Streptococcus mutans adherence and biofilm formation on experimental composites containing dicalcium phosphate dihydrate nanoparticles.


PMID 28540581

Abstract

This study aimed at evaluating bacterial adhesion and biofilm formation on resin-based composites (RBC) including dicalcium phosphate dihydrate nanoparticles (nDCPD). Specimens were prepared from experimental RBCs with BisGMA/TEGDMA resin matrix including 20 vol% of either nDCPD (nDCPD-RBC), TEGDMA-functionalized nDPCD (F-nDCPD-RBC) or silanized silica (SiO2-RBC). Neat resin blend (control-Resin), conventional nanohybrid RBC (control-RBC) and human enamel were used for reference. Characterization of the specimens included surface roughness (SR), surface free energy (SFE), chemical surface composition (EDS, XPS), and buffering ability of a pH = 4.00 solution. Streptococcus mutans adherence was assessed after 2 h; biofilm formation was simulated for 48 h using a bioreactor.

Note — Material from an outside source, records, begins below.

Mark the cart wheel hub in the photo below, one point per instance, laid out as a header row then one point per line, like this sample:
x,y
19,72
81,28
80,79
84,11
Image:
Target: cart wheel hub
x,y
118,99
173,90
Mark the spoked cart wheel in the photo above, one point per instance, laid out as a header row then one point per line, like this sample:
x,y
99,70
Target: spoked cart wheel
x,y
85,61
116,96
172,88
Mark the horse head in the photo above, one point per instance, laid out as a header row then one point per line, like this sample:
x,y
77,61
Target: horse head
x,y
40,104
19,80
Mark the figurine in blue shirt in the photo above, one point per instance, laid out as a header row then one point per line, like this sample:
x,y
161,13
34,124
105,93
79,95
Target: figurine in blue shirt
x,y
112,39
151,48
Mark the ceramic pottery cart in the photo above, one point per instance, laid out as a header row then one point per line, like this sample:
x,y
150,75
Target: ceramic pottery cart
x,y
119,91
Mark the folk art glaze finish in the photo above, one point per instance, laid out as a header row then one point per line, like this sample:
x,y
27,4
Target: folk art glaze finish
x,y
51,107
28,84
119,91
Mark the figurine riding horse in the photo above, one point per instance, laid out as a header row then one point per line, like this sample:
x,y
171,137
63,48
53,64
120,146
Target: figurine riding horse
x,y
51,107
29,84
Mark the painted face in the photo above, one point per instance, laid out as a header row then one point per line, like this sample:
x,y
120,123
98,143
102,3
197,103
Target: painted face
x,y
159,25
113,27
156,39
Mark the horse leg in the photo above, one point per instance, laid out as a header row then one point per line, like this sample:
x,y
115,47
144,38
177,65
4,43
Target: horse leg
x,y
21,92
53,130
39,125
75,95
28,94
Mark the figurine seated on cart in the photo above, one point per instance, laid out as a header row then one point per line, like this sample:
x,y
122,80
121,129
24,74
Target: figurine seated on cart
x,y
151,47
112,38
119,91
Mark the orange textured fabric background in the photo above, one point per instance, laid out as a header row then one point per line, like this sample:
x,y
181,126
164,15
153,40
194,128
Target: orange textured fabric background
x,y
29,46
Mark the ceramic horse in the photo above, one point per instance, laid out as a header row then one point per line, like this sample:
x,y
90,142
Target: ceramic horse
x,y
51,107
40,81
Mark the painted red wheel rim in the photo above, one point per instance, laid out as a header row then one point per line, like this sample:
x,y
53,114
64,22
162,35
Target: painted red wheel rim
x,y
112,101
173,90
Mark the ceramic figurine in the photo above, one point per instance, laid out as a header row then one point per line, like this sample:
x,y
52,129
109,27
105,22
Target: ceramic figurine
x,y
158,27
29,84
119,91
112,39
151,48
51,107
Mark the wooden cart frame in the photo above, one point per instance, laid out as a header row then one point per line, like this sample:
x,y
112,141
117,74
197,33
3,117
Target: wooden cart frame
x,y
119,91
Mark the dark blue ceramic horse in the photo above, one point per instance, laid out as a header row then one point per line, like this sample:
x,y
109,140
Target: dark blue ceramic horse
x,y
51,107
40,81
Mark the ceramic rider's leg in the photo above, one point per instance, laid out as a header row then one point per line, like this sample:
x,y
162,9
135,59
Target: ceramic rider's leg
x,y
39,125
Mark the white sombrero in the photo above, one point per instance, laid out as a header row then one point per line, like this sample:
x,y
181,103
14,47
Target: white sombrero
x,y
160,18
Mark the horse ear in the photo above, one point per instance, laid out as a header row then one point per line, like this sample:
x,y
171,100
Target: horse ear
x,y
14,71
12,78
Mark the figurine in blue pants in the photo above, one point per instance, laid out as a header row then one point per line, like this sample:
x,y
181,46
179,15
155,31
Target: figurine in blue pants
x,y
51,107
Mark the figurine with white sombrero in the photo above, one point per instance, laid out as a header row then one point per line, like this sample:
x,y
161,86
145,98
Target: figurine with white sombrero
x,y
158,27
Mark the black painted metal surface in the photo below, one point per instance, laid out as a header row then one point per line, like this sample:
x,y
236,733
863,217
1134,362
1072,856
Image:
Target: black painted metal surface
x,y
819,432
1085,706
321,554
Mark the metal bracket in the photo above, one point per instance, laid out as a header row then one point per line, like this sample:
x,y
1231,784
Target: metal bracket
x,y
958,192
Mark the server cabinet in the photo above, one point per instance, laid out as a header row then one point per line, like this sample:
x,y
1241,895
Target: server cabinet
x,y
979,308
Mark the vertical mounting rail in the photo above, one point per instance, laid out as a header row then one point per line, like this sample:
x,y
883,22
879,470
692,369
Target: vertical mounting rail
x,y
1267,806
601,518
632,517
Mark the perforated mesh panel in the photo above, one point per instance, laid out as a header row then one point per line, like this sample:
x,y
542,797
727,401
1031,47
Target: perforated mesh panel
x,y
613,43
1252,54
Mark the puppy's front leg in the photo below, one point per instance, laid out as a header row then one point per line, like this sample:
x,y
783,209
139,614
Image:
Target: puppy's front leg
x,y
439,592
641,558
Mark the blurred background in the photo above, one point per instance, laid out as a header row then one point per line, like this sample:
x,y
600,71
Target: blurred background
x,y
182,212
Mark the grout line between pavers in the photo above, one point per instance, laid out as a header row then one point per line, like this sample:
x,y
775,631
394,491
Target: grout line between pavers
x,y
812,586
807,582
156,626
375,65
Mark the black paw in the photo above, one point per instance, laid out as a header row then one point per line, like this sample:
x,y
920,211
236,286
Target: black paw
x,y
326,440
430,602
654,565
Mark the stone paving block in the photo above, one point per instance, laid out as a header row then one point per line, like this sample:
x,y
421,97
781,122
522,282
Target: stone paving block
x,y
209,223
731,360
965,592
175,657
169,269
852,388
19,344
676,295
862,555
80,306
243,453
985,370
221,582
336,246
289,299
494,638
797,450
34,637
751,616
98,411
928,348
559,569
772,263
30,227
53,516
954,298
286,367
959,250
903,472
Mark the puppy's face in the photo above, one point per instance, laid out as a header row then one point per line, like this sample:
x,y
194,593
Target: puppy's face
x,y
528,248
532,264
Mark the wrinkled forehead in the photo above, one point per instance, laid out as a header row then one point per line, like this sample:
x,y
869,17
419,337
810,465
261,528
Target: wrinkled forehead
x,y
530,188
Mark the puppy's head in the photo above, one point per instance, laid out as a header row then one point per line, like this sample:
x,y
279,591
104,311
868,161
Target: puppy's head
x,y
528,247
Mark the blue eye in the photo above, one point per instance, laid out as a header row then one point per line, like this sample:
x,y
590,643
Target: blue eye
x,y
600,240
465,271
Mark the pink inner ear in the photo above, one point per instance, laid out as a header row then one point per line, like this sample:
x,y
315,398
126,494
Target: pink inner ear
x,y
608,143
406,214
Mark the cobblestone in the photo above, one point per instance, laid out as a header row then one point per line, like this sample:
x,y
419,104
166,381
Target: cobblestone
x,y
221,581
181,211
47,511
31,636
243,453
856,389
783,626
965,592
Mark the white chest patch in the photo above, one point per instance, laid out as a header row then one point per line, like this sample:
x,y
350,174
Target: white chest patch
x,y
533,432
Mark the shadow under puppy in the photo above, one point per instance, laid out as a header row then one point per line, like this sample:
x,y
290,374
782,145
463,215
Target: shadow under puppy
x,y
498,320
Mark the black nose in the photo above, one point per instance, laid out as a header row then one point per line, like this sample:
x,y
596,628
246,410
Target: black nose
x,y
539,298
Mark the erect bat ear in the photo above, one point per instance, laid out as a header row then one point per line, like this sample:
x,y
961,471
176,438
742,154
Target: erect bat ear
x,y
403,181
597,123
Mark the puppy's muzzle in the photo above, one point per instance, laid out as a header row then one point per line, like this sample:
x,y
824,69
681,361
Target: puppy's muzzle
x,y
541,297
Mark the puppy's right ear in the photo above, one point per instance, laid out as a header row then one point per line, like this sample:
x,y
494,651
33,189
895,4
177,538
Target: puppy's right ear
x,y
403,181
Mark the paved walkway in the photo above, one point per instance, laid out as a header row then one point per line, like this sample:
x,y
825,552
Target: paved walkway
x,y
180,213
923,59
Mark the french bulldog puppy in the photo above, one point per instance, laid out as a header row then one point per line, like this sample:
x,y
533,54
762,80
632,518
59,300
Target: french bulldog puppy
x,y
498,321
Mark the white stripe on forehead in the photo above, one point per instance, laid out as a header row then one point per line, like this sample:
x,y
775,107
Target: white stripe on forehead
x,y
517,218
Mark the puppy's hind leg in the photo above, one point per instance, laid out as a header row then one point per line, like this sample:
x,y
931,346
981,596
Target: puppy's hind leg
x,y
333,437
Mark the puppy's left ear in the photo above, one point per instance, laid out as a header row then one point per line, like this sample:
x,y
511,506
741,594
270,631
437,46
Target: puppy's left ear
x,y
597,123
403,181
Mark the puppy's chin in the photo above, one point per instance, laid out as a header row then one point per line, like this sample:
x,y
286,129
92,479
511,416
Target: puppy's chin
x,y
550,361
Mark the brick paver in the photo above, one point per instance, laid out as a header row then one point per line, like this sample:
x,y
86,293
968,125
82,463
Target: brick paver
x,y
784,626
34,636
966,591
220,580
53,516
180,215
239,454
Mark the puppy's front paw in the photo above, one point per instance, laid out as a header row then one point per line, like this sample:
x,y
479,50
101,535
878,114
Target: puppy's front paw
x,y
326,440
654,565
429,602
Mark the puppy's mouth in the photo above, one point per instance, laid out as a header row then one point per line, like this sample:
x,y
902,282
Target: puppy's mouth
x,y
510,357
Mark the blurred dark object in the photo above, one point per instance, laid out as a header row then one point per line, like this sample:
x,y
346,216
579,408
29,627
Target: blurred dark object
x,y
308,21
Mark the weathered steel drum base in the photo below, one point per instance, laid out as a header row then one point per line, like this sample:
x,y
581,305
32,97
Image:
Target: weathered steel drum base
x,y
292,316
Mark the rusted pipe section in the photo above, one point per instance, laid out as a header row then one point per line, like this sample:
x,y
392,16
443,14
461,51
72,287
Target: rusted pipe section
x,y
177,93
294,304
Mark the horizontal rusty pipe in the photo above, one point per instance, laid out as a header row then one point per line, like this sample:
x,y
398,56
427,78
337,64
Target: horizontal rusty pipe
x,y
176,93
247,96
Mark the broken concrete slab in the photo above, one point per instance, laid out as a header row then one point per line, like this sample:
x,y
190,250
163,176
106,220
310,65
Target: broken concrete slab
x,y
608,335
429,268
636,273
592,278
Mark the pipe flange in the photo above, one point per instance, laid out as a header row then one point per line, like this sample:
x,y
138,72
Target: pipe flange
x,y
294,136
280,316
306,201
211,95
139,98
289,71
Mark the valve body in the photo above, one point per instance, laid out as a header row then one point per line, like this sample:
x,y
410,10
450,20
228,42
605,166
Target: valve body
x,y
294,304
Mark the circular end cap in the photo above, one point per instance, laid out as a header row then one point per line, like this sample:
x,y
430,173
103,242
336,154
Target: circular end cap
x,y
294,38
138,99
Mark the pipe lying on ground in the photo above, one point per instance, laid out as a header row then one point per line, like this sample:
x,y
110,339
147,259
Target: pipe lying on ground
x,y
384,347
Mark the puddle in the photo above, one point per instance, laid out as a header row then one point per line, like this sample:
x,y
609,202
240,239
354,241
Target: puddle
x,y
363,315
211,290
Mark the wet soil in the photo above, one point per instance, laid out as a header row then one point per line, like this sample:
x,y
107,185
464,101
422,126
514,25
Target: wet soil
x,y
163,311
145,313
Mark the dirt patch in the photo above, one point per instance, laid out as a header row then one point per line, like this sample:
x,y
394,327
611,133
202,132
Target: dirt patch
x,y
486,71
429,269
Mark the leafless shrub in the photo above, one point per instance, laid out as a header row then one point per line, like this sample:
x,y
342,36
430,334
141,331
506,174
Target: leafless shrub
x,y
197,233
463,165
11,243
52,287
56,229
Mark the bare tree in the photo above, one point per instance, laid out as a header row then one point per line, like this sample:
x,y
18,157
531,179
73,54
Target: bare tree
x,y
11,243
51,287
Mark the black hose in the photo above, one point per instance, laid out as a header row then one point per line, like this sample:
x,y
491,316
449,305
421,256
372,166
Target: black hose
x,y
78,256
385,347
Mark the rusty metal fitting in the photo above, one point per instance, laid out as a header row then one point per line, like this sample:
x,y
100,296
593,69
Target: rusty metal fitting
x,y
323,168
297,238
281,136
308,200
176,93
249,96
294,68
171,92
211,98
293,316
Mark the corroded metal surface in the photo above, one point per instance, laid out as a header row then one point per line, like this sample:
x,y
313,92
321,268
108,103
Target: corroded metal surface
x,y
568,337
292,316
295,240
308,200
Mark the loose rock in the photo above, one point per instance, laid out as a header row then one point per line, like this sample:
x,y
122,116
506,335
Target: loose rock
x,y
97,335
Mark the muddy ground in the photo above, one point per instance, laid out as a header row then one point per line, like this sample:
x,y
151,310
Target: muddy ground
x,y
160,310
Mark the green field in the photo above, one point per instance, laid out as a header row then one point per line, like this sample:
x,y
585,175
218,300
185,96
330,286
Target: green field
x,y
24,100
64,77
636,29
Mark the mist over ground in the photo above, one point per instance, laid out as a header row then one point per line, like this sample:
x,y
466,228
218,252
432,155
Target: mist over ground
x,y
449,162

Adherent, viable biomass was determined using tetrazolium salt assay (MTT). nDCPD-RBC yielded highest roughness and showed higher polar and lower disperse component to total SFE. EDS and XPS indicated higher amounts of calcium and phosphate on the surface of nDCPD-RBC than on F-nDCPD-RBC. nDCPD buffered the acidic solution to 5.74, while functionalization almost prevented buffering (pH = 4.26). F-nDCPD-RBC reduced adherence and biofilm formation in comparison to nDCPD-RBC. Regardless of functionalization, biofilm formation on nDCPD-containing RBCs was not significantly different from SiO2-RBC. Control-Resin, control-RBC, and enamel surfaces showed similar adherence values as F-nDCPD-RBC, but lower biofilm formation compared to both nDCPD-containing RBCs. In conclusion, the incorporation of nDCPD did not minimize S. mutans adherence and biofilm formation as a function of the materials´ surface properties. However, results observed for the buffering capacity indicated that optimized formulations of biomimetic RBCs may be useful for modulating their interaction with microorganisms.